Heroin use, trafficking a continued problem in Nash County

Posted March 16, 2016 4:37 p.m. EDT
Updated March 16, 2016 7:04 p.m. EDT

— After authorities in Nash County seized nearly 350 bricks, or $250,000 of heroin, the sheriff says that is just a piece of the problem.

As of March 2016, Nash County had almost matched the number of heroin-related deaths in all of 2015. The Tar River Regional Task Force, the largest regional group in the state, has now been tasked with solving the growing narcotics problem - with heroin being the biggest concern.

Moments after Antonio Santos, 42, was arrested by the task force, he admitted he was high and had marijuana in his possession.

With a previous record, Santos was charged with two felonies and a misdemeanor.

Nash County Sheriff Keith Stone said Santos' case pales in comparison to what he has seen in the last six months.

"When we started making large seizures on the interstate, I recognized then that we had a serious problem," Stone said.

But the heroin problem is not just in Nash County, it is all over the state.

In 2014, Mecklenburg County had the highest number of heroin-related deaths at 179. Wake County had 109, and Durham County had 63.

Stone said one of the biggest problem areas is along Interstate 95, a frequent route for heroin couriers.

"If we can stop it before it gets to somewhere else, then we are saving lives somewhere else as well," said Capt. Allen Wilson.

One local veteran, who did not want to be identified, said law enforcement officers may have saved his life when he became an addict.

"You get introduced to it, and pretty much after the first or second time, game over. You're stuck on it," he said.
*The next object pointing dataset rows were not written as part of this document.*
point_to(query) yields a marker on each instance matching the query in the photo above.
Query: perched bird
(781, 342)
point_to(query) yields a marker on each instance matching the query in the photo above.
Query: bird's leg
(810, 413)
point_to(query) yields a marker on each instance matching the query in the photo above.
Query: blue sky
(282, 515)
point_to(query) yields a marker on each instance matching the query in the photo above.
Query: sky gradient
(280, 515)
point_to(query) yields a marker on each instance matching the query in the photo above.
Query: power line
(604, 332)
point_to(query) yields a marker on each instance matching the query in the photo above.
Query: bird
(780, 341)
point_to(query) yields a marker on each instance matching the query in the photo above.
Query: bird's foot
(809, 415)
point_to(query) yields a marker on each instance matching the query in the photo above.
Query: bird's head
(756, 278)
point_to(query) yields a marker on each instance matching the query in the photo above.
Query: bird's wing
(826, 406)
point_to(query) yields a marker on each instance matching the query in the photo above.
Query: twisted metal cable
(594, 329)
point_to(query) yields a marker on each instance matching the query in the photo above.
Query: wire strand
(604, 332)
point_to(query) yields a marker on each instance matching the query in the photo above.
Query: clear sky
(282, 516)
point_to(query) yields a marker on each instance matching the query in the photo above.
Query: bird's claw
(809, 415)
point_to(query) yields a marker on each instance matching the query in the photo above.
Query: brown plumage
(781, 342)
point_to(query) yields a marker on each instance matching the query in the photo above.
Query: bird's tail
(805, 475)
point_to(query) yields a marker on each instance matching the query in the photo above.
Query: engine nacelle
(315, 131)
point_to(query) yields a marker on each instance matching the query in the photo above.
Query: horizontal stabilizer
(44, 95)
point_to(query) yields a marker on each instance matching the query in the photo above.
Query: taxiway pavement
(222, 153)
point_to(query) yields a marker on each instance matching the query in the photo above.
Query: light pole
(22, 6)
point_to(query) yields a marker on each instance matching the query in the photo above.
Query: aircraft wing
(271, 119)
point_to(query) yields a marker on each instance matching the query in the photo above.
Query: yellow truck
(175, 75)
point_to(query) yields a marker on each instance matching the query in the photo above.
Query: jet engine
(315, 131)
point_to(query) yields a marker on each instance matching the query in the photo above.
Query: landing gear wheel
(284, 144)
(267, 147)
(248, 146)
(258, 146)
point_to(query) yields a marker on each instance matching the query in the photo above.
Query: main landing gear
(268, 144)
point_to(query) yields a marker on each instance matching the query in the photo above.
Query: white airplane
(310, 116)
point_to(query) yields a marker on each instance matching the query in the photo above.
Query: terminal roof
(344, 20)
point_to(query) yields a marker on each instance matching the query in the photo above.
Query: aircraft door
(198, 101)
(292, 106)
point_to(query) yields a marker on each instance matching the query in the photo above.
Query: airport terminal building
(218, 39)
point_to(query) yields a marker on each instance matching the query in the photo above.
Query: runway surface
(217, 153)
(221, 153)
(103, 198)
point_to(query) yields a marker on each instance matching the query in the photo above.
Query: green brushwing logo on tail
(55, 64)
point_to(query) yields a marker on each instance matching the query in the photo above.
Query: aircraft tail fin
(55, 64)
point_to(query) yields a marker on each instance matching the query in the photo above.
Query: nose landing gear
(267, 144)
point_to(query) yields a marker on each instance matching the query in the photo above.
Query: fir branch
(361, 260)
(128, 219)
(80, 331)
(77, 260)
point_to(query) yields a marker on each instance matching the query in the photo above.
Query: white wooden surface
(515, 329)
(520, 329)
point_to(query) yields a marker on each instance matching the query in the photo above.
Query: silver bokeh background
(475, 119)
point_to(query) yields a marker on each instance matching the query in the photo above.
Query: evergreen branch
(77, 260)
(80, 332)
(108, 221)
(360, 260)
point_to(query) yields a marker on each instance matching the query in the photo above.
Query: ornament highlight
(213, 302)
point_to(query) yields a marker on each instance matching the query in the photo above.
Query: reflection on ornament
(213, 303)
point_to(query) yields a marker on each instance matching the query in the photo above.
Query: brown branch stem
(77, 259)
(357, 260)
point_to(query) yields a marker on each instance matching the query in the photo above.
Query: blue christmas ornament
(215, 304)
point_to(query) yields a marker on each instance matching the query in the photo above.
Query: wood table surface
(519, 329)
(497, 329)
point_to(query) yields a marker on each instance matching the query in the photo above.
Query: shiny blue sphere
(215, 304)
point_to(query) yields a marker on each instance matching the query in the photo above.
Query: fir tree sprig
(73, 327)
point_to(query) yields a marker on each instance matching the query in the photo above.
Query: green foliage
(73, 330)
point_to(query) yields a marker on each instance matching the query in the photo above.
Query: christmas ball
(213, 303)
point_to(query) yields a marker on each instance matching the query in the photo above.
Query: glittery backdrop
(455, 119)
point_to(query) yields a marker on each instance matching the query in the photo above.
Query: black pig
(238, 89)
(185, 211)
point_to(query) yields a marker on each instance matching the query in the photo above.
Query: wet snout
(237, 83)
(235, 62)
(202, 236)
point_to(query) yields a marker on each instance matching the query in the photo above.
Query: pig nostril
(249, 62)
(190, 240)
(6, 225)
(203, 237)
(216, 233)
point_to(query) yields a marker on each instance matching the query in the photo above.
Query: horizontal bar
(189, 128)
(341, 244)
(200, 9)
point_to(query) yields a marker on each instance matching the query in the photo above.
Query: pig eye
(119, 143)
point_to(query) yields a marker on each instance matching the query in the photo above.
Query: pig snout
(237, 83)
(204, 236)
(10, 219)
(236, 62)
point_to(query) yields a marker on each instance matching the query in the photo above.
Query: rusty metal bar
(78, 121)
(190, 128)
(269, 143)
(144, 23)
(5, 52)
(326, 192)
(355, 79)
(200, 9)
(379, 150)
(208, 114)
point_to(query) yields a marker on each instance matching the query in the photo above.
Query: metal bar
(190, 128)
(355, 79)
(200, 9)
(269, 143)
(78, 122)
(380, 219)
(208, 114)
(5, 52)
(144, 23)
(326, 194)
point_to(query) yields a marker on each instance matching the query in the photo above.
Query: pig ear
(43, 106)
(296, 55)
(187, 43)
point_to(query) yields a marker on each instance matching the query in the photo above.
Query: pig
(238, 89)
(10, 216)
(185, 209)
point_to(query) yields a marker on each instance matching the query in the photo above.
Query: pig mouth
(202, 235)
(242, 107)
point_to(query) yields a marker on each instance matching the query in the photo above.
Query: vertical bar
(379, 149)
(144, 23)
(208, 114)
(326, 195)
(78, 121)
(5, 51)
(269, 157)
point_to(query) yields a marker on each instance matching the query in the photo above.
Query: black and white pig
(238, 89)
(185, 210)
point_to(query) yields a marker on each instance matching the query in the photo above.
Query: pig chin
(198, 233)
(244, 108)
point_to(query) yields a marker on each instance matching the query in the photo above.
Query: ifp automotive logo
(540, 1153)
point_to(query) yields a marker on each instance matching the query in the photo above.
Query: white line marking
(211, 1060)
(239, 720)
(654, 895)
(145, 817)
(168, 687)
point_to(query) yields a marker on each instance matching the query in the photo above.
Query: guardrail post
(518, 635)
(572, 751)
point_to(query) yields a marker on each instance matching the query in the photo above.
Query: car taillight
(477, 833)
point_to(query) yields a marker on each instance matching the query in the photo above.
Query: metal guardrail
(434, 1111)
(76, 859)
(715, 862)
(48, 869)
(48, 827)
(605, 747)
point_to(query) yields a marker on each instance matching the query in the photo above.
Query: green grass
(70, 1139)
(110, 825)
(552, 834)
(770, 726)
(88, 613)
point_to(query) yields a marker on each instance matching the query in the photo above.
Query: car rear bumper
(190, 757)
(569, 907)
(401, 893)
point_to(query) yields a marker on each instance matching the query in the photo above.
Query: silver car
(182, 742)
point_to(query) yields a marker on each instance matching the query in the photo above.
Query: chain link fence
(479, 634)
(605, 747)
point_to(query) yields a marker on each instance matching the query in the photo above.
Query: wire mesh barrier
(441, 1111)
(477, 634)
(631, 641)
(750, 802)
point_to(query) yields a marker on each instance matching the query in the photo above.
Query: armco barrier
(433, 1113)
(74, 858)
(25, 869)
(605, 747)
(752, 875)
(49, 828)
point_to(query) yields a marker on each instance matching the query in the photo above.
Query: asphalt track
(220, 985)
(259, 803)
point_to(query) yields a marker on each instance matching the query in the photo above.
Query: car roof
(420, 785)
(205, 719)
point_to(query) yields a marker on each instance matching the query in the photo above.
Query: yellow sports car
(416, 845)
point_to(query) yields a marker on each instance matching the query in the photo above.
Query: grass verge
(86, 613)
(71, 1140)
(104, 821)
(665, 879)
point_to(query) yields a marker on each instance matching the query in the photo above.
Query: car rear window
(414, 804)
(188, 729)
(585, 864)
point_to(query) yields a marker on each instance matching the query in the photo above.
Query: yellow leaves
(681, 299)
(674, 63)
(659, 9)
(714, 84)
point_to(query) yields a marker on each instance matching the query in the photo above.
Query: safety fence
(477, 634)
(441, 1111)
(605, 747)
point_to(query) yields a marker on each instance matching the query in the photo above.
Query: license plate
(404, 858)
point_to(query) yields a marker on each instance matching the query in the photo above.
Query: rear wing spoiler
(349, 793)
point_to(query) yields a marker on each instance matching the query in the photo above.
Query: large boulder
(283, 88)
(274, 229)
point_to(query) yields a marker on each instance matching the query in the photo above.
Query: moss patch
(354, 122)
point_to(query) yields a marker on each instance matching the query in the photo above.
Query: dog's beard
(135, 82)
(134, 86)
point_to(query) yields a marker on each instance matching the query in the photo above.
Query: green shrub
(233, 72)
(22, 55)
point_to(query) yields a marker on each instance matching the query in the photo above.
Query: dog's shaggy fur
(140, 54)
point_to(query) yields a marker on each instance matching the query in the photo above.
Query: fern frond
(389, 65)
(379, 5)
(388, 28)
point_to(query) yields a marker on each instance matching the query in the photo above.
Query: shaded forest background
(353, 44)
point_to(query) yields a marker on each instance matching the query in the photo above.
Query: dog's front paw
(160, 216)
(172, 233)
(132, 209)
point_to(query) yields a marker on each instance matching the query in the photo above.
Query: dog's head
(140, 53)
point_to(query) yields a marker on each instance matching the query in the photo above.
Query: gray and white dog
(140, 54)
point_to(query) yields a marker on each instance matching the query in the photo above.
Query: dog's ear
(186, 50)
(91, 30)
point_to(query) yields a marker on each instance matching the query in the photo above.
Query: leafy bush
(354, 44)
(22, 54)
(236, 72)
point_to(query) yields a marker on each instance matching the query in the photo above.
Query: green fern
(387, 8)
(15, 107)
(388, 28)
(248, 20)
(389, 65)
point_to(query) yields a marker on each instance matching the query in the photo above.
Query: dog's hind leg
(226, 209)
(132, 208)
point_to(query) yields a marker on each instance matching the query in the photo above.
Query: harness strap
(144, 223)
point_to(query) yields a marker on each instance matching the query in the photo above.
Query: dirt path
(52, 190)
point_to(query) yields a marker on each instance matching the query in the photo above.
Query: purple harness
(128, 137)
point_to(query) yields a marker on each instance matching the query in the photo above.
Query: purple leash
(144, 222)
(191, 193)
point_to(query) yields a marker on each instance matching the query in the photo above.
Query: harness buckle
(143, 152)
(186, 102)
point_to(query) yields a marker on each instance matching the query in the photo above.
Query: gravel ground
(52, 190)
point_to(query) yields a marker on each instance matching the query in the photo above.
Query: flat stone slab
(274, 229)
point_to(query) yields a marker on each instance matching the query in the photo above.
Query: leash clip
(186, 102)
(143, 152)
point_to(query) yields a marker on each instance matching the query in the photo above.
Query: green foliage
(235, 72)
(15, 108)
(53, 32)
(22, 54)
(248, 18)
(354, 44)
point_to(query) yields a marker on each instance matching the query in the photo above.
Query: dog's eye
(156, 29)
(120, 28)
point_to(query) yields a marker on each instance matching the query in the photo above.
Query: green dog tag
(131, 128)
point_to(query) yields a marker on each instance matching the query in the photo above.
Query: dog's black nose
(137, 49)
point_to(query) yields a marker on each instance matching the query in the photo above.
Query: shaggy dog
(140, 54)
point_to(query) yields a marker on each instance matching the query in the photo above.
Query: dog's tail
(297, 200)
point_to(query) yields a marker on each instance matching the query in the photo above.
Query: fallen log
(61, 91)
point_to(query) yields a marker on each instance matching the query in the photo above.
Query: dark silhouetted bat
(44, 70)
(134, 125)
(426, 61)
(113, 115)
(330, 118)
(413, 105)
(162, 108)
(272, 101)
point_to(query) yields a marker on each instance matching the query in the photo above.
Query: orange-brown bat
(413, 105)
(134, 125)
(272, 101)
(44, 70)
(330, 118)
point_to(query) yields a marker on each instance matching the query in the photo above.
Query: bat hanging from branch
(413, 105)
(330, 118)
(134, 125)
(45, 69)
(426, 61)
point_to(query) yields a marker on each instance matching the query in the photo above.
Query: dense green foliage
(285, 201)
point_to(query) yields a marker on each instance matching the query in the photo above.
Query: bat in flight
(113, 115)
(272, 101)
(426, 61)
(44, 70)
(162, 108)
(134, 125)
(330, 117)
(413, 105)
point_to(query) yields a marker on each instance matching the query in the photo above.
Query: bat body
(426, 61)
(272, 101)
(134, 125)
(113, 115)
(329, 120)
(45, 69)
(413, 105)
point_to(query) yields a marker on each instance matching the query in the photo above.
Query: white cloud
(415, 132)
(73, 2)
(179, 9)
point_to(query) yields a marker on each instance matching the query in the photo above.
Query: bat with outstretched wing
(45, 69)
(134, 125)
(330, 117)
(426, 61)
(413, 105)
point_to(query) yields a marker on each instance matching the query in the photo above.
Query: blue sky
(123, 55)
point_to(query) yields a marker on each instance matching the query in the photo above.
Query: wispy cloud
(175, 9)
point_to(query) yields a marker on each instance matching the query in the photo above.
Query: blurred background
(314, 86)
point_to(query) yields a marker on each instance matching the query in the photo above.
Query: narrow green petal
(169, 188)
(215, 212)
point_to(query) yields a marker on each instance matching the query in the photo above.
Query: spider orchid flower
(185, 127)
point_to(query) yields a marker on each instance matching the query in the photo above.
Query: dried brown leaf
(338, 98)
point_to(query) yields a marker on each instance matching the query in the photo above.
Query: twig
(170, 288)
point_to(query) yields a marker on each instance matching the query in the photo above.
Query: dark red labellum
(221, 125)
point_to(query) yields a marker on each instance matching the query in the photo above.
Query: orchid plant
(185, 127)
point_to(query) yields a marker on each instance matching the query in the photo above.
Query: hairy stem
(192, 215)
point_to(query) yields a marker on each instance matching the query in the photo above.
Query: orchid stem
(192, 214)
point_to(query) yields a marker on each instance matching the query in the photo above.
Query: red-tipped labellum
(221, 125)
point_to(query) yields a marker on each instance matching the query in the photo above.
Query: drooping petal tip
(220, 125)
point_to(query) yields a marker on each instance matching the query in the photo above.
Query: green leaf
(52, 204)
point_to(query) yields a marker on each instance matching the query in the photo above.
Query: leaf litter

The man said he was addicted to heroin for three years, but he has been clean since Feb. 17.

"At first, I might have spent like $10 to $20 or $30, something like that throughout the day," he said. "Eventually, it turned into $100 to $200 at a time."

He said the culture of being an addict is warped. If someone has an overdose, addicts flock to that dealer in hopes of getting a taste of their strongest stuff.

The mentality leads to more overdoses and additional deaths.

"The heroin alone is bad enough, but then you are supplementing it with stuff that is more toxic than what you are dealing with," Stone said.

Stone said he and his team are working around the clock to stop the growing trend.

"If you're dealing heroin, you're committing murder," he said.

The HOPE Initiative, a program created in February, helped the veteran overcome his addiction. The program allows opiate users to show up and turn in their drugs with a promise of offering support with no questions asked and no charges.